Dolphins defensive stalwart Cameron Wake had as good a phrase as any heard in the winning locker room to explain the odd situation his team found itself in here Sunday — with a solid home victory over Buffalo completed just seconds before Miami officially was eliminated from NFL playoff contention.
“It’s frustrating,” he said, “and comforting.”
The frustration is easy to understand. Up here, close doesn’t count. Close gets players benched and coaches fired.
“There’s no pat on the back for, ‘Oh, you almost got there!’ ” as Wake put it.
So the Dolphins’ 24-10 win over the division-rival Bills is relegated to a mere consolation prize while the Cincinnati Bengals earn that sixth and final AFC playoff spot for which Miami trudged so steeply uphill.
“It’s not Cincinnati’s job to get us in the playoffs,” Wake said, “It’s our job.”
Almost is the frustration for this team, this season.
The playoffs didn’t run away on Sunday. Realistically, they ran away with five earlier losses by one score, including two in overtime. They ran away with all of those squandered leads. They ran away with that inexcusable 37-3 home loss to lowly Tennessee, which alone makes it so hard to think Miami deserved the playoffs at all.

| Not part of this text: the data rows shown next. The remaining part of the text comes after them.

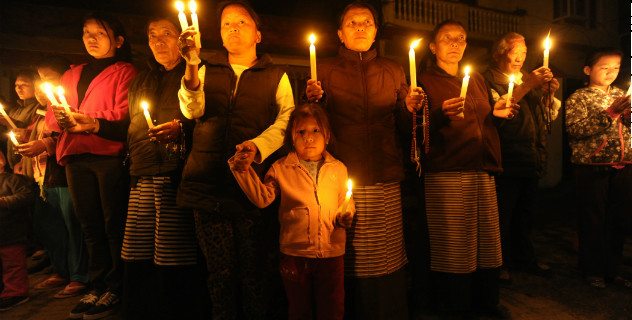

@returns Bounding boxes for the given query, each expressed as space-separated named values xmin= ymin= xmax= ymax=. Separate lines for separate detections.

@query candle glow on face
xmin=309 ymin=33 xmax=318 ymax=81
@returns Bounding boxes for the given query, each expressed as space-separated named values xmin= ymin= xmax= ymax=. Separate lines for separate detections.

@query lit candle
xmin=176 ymin=1 xmax=189 ymax=31
xmin=0 ymin=104 xmax=17 ymax=129
xmin=461 ymin=66 xmax=470 ymax=98
xmin=43 ymin=82 xmax=61 ymax=105
xmin=505 ymin=74 xmax=514 ymax=109
xmin=309 ymin=33 xmax=318 ymax=81
xmin=57 ymin=86 xmax=72 ymax=115
xmin=140 ymin=101 xmax=154 ymax=129
xmin=9 ymin=131 xmax=20 ymax=146
xmin=543 ymin=30 xmax=551 ymax=68
xmin=189 ymin=0 xmax=202 ymax=48
xmin=340 ymin=179 xmax=353 ymax=214
xmin=408 ymin=39 xmax=421 ymax=95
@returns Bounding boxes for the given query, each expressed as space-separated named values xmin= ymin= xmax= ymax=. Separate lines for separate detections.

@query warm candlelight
xmin=176 ymin=1 xmax=189 ymax=31
xmin=309 ymin=33 xmax=318 ymax=81
xmin=140 ymin=101 xmax=154 ymax=129
xmin=42 ymin=82 xmax=61 ymax=105
xmin=0 ymin=104 xmax=17 ymax=129
xmin=461 ymin=66 xmax=470 ymax=98
xmin=9 ymin=131 xmax=20 ymax=146
xmin=408 ymin=39 xmax=421 ymax=95
xmin=340 ymin=179 xmax=353 ymax=214
xmin=505 ymin=74 xmax=515 ymax=109
xmin=189 ymin=0 xmax=202 ymax=48
xmin=543 ymin=30 xmax=551 ymax=68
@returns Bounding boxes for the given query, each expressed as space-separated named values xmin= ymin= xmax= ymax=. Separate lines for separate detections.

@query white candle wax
xmin=0 ymin=104 xmax=17 ymax=129
xmin=43 ymin=82 xmax=61 ymax=105
xmin=9 ymin=131 xmax=20 ymax=146
xmin=309 ymin=33 xmax=318 ymax=81
xmin=340 ymin=179 xmax=353 ymax=214
xmin=140 ymin=101 xmax=154 ymax=129
xmin=189 ymin=0 xmax=202 ymax=48
xmin=460 ymin=66 xmax=470 ymax=98
xmin=505 ymin=74 xmax=514 ymax=108
xmin=408 ymin=39 xmax=421 ymax=95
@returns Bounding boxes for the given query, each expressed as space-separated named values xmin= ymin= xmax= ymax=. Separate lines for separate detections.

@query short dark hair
xmin=15 ymin=68 xmax=39 ymax=84
xmin=35 ymin=56 xmax=70 ymax=75
xmin=145 ymin=16 xmax=182 ymax=34
xmin=283 ymin=102 xmax=333 ymax=151
xmin=338 ymin=1 xmax=380 ymax=30
xmin=217 ymin=0 xmax=261 ymax=30
xmin=83 ymin=11 xmax=132 ymax=62
xmin=584 ymin=47 xmax=623 ymax=68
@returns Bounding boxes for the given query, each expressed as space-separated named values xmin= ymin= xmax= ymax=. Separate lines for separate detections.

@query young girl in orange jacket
xmin=228 ymin=104 xmax=355 ymax=319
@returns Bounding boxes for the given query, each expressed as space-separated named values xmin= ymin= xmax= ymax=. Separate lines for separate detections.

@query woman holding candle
xmin=46 ymin=12 xmax=136 ymax=319
xmin=228 ymin=103 xmax=354 ymax=320
xmin=177 ymin=1 xmax=294 ymax=319
xmin=306 ymin=2 xmax=418 ymax=320
xmin=566 ymin=48 xmax=632 ymax=289
xmin=483 ymin=32 xmax=561 ymax=281
xmin=419 ymin=20 xmax=518 ymax=316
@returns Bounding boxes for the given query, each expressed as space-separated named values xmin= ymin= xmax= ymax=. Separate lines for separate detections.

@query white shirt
xmin=178 ymin=64 xmax=294 ymax=163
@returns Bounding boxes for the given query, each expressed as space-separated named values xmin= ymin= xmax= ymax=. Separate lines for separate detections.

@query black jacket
xmin=177 ymin=52 xmax=284 ymax=210
xmin=483 ymin=69 xmax=547 ymax=178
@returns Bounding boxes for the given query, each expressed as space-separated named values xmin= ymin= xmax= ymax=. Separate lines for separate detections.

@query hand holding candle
xmin=0 ymin=104 xmax=17 ymax=129
xmin=408 ymin=39 xmax=421 ymax=95
xmin=340 ymin=179 xmax=353 ymax=215
xmin=9 ymin=131 xmax=20 ymax=146
xmin=505 ymin=74 xmax=515 ymax=109
xmin=309 ymin=33 xmax=318 ymax=81
xmin=140 ymin=101 xmax=154 ymax=129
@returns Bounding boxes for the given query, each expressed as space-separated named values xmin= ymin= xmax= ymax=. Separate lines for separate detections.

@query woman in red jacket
xmin=46 ymin=13 xmax=136 ymax=319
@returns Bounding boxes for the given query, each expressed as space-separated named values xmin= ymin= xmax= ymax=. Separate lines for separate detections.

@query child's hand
xmin=234 ymin=141 xmax=259 ymax=171
xmin=336 ymin=211 xmax=353 ymax=229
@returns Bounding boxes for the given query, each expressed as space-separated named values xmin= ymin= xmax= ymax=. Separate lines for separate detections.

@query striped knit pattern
xmin=425 ymin=171 xmax=502 ymax=273
xmin=121 ymin=176 xmax=197 ymax=266
xmin=345 ymin=182 xmax=408 ymax=277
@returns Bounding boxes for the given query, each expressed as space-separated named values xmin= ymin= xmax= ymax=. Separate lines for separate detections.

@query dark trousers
xmin=194 ymin=200 xmax=266 ymax=320
xmin=66 ymin=154 xmax=129 ymax=294
xmin=496 ymin=176 xmax=538 ymax=267
xmin=345 ymin=268 xmax=408 ymax=320
xmin=575 ymin=165 xmax=632 ymax=278
xmin=435 ymin=268 xmax=500 ymax=316
xmin=280 ymin=255 xmax=345 ymax=320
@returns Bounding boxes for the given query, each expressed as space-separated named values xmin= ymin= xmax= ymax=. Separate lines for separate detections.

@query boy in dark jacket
xmin=0 ymin=152 xmax=34 ymax=311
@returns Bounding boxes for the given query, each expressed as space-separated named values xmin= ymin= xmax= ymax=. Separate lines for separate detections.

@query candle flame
xmin=410 ymin=38 xmax=421 ymax=49
xmin=176 ymin=1 xmax=184 ymax=12
xmin=544 ymin=29 xmax=551 ymax=51
xmin=42 ymin=82 xmax=53 ymax=94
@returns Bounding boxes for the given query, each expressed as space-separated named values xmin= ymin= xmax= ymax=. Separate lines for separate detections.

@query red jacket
xmin=46 ymin=61 xmax=137 ymax=165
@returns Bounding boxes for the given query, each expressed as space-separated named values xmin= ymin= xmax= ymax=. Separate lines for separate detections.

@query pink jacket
xmin=46 ymin=61 xmax=137 ymax=165
xmin=228 ymin=152 xmax=355 ymax=258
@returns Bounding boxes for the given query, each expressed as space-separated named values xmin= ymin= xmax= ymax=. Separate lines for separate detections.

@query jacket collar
xmin=338 ymin=45 xmax=377 ymax=61
xmin=284 ymin=150 xmax=338 ymax=166
xmin=208 ymin=50 xmax=272 ymax=69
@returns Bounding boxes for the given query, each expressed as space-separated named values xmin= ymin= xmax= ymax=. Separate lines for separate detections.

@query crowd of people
xmin=0 ymin=0 xmax=632 ymax=320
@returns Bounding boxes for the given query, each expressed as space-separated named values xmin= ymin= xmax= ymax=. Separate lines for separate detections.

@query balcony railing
xmin=382 ymin=0 xmax=522 ymax=39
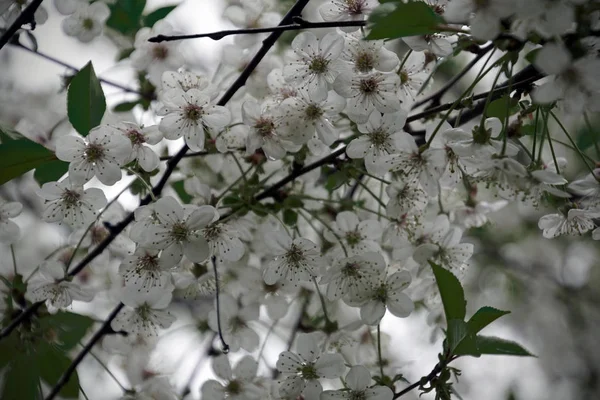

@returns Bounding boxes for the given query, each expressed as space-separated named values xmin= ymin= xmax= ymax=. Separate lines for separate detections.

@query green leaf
xmin=283 ymin=196 xmax=304 ymax=208
xmin=40 ymin=311 xmax=94 ymax=351
xmin=367 ymin=1 xmax=444 ymax=40
xmin=171 ymin=180 xmax=192 ymax=204
xmin=0 ymin=139 xmax=56 ymax=185
xmin=35 ymin=343 xmax=79 ymax=399
xmin=476 ymin=335 xmax=535 ymax=357
xmin=106 ymin=0 xmax=146 ymax=36
xmin=0 ymin=354 xmax=40 ymax=400
xmin=446 ymin=319 xmax=469 ymax=353
xmin=485 ymin=95 xmax=519 ymax=121
xmin=283 ymin=208 xmax=298 ymax=226
xmin=33 ymin=160 xmax=69 ymax=186
xmin=144 ymin=6 xmax=177 ymax=28
xmin=429 ymin=261 xmax=467 ymax=321
xmin=67 ymin=61 xmax=106 ymax=136
xmin=467 ymin=307 xmax=510 ymax=334
xmin=113 ymin=100 xmax=140 ymax=112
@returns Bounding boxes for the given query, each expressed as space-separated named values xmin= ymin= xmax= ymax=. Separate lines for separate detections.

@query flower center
xmin=203 ymin=224 xmax=223 ymax=241
xmin=298 ymin=363 xmax=319 ymax=381
xmin=225 ymin=379 xmax=242 ymax=395
xmin=81 ymin=18 xmax=94 ymax=31
xmin=171 ymin=222 xmax=190 ymax=242
xmin=342 ymin=263 xmax=360 ymax=278
xmin=85 ymin=143 xmax=104 ymax=163
xmin=354 ymin=51 xmax=375 ymax=73
xmin=254 ymin=117 xmax=275 ymax=137
xmin=306 ymin=104 xmax=323 ymax=121
xmin=359 ymin=78 xmax=378 ymax=94
xmin=61 ymin=189 xmax=81 ymax=208
xmin=125 ymin=129 xmax=146 ymax=146
xmin=184 ymin=104 xmax=202 ymax=122
xmin=346 ymin=231 xmax=362 ymax=246
xmin=308 ymin=56 xmax=329 ymax=74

“We had plenty of opportunities during the season to position ourselves,” noted linebacker Karlos Dansby, instead of hoping Pittsburgh might beat the Bengals on Sunday, and then hoping for more help next week.
But Cam Wake also used the word “comforting,” remember?
And he was right about that, too.
This is a team and a franchise trending upward, and a fandom that can take comfort in better days ahead.
This is a team led by a rookie quarterback, Ryan Tannehill, who just finished his fourth consecutive game without an interception, and who is noticeably better than the kid who nervously began the season with all of those tipped passes in Houston. Tannehill also is blossoming as a running threat, as with a crowd-pleasing 31-yard dash that ended with his taking a hard hit to earn the crowd’s cheering admiration.
This is a team that has improved from the beginning of the season to now, one of the ways a coaching staff is judged. It speaks of that to note Miami won its second games with both the Jets and Bills this season after losing the first. That is telling.
More playmakers
Miami’s defense fundamentally is good enough overall. It entered this week having given up the second-fewest points in the conference and sixth-fewest in the league. More playmakers as dynamic as Wake are needed. Safety Reshad Jones — with two fumble recoveries and an interception Sunday — volunteered himself as one of them.
The offense is not good enough but can get there fast if Tannehill continues to improve and get closer and closer to allowing fans to think he is on the path to being not just a solid starter but a star.
The biggest part of “comforting” in addition to Tannehill’s promise is what should happen from here if general manager Jeff Ireland, facing the most crucial months of his professional life, takes advantage of an extraordinary opportunity to make the Dolphins much better and fast.
Miami has stockpiled 10 draft picks, including five in the first three rounds, more than any other team. There also will be more than $40 million in salary-cap money to spend on free agents, Miami’s own and other teams’.